Con le deliberazioni n. 83/2019 e n. 84/2019 dell’11 settembre 2019, la Corte dei Conti, Sezione di controllo per la Puglia, è tornata a pronunciarsi sull’individuazione e sulla finanziabilità delle spese di investimento mediante il ricorso all’indebitamento.
La prima questione posta all’attenzione dei giudici contabili riguarda la possibilità di classificare la spesa per una manifestazione sportiva come “oneri per beni immateriali ad utilizzo pluriennale” e, dunque, come investimento finanziabile mediante ricorso all’indebitamento (deliberazione n. 84/2019).
Il quesito, seppure inammissibile sul piano oggettivo, ha indotto la Corte a svolgere ugualmente alcune considerazioni di carattere generale vista la peculiarità della questione teorica con lo stesso prospettata.
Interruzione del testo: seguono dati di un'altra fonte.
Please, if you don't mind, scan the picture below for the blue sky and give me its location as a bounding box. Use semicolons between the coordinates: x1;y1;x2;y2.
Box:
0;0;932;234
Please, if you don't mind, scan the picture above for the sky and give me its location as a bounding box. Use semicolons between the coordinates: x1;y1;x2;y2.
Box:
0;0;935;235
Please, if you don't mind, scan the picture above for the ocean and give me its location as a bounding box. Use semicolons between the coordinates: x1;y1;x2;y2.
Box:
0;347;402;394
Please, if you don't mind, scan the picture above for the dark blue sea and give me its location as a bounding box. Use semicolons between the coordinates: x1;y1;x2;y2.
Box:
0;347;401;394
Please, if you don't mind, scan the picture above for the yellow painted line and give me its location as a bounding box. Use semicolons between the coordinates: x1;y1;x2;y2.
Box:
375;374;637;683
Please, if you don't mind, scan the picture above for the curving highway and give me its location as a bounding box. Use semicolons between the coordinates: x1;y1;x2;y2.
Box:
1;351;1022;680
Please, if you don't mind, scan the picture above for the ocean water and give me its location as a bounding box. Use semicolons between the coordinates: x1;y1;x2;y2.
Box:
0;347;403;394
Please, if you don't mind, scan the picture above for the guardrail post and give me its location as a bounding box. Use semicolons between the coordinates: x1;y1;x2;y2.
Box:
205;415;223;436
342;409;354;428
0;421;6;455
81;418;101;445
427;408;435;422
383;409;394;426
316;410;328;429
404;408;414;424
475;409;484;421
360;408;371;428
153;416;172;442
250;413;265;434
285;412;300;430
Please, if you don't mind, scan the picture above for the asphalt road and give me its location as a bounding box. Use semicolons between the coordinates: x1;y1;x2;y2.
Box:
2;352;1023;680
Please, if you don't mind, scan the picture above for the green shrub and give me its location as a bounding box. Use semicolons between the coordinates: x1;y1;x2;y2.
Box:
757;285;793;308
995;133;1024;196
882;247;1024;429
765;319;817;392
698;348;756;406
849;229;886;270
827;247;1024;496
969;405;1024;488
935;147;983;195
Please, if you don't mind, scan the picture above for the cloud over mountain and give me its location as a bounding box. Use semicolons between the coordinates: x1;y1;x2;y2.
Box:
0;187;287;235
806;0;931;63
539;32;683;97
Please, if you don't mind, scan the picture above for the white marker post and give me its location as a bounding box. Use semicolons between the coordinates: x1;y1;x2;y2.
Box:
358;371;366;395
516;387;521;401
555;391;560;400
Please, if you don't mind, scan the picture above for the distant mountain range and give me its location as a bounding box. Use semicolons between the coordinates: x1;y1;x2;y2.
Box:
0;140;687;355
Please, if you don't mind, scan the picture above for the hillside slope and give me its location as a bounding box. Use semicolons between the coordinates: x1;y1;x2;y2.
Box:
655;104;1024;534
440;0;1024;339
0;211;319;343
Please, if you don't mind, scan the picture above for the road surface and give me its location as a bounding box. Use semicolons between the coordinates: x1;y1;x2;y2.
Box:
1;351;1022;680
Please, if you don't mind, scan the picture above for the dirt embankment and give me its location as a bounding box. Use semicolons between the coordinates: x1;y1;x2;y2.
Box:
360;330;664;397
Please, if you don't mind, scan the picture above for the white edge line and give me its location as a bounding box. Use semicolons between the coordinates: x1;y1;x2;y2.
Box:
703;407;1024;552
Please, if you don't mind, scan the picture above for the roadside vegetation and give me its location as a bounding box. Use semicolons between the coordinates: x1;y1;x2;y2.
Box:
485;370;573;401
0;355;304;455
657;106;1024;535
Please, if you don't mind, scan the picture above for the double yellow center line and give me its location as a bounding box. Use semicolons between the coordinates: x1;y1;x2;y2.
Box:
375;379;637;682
Quindi la Corte ricorda che il legislatore ammette il ricorso all’indebitamento da parte degli enti locali solo per finanziare spese di investimento e che costituiscono investimenti, tra gli altri, “gli oneri per beni immateriali ad utilizzo pluriennale” (art. 3, comma 18, lett. d), della legge 350/2003).
La possibilità di classificare la spesa in argomento come investimento finanziabile mediante ricorso all’indebitamento, spiega, deve ritenersi subordinata alla presenza di determinate condizioni, alla cui ricorrenza la contabilità economica ammette l’iscrizione in bilancio delle immobilizzazioni immateriali.
Tra le condizioni, la possibilità di identificazione individuale del bene, la titolarità del bene in capo all’ente, la produzione, da parte dei costi sostenuti, di un incremento significativo e misurabile di produttività, ovvero di un prolungamento della vita utile del bene.
In altri termini, affermano i giudici, è necessario che dall’operazione derivi “un aumento di valore del patrimonio immobiliare o mobiliare”, “un aumento della ricchezza dell’ente”, rilevabile contabilmente attraverso la rappresentazione del suo stato patrimoniale.
Con l’altra pronuncia (deliberazione n. 83/2019), la Corte si esprime in riferimento ad un accordo transattivo finalizzato a porre fine ad un contenzioso processuale, derivante da una condotta dell’Ente locale contraria ai suoi obblighi negoziali.
Il punto è capire se le spese relative a detto accordo possano essere qualificate in termini di investimento. La risposta, per i giudici contabili, è negativa. In realtà, un siffatto accordo non genera, come dovrebbe per le finalità in argomento, un aumento della “ricchezza” dell’ente, un “aumento di valore del patrimonio immobiliare o mobiliare”, ma, piuttosto, è destinato a contenere il depauperamento dell’ente stesso.
Va poi evidenziato che rientrano nella qualificazione di “investimento” solo le spese inerenti in modo diretto e fisiologico alle fattispecie contemplate dall’art. 3, comma 18, della legge 350/2003 e non anche quelle che, come l’accordo in parola, “patologicamente” si aggiungono in conseguenza di attività o comportamenti illeciti commessi dall’Amministrazione, da cui scaturisce l’obbligo di risarcimento del danno.
Infine, evidenziano i giudici, posto che la lite che l’accordo mira a prevenire o risolvere scaturisce da una condotta della P.A. contraria agli obblighi sulla stessa gravanti, ipotizzare di finanziare mediante indebitamento la relativa spesa e, dunque, qualificare implicitamente la stessa come investimento non soddisfa “l’esigenza di assicurare un comportamento gestionale degli enti improntato ad una prassi di assoluto rigore ed in linea con la necessità di garantire il rispetto della regola del pareggio economico del bilancio degli enti locali”.